Inhalt der Printausgabe

TITANIC-Ratgeber WKIII

Der Dritte Weltkrieg kommt bestimmt!

Gut vorbereitet zum Endsieg

Mit dem Irren in Teheran kann es so nicht weitergehen – da hat der Irre in Washington leider recht. Nachdem Schlagzeilen wie »Kommt jetzt der Dritte Weltkrieg?« (Flensburger Tageblatt) wochenlang um den Globus gingen, ist die Hoffnung auf den nächsten »Weltenbrand« (Allgäuer Zeitung) ins Unermeßliche gestiegen. Damit es aber nicht wieder so ein Chaos wie bei den letzten beiden gibt, ist gute Vorbereitung diesmal Pflicht!

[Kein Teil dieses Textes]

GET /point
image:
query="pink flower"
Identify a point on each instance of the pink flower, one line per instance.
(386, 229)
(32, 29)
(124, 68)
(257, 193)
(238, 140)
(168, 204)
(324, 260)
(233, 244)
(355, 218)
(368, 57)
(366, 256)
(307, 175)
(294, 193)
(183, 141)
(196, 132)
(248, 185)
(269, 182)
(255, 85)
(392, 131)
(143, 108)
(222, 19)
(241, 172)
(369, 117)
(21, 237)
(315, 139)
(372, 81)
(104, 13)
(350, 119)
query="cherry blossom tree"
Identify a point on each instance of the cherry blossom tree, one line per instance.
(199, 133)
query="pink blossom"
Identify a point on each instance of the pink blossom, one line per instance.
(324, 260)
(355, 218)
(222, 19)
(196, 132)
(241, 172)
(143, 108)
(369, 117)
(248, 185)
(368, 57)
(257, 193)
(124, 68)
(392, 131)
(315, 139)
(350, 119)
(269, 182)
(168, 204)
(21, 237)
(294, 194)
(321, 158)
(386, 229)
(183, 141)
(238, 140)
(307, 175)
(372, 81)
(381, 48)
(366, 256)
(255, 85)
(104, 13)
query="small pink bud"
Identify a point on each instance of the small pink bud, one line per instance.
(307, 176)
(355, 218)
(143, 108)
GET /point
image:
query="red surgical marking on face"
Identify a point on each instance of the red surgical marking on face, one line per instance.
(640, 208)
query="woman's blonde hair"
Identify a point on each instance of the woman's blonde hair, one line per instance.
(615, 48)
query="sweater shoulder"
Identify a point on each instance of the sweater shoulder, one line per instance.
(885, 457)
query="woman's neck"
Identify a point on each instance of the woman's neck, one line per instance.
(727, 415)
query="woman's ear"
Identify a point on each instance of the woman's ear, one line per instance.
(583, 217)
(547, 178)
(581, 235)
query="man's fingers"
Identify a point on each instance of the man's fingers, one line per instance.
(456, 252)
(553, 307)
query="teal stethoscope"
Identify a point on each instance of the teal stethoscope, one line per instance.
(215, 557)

»Vorsicht vor den Achsenmächten!« –

1. Unsere Armee muß wieder kriegstauglich werden

 

Noch vor 65 Jahren hielt unsere Wehrmacht die gesamte Welt in Atem. Während sich die Soldaten vor Stalingrad Frostbeulen holten, zitterte ganz Deutschland mit seinen Helden mit, hungerte vor dem Volksempfänger nach Frontnachrichten und fieberte dem Traum vom weltumspannenden Reich entgegen – total verschnupft zwar, aber immerhin loyal!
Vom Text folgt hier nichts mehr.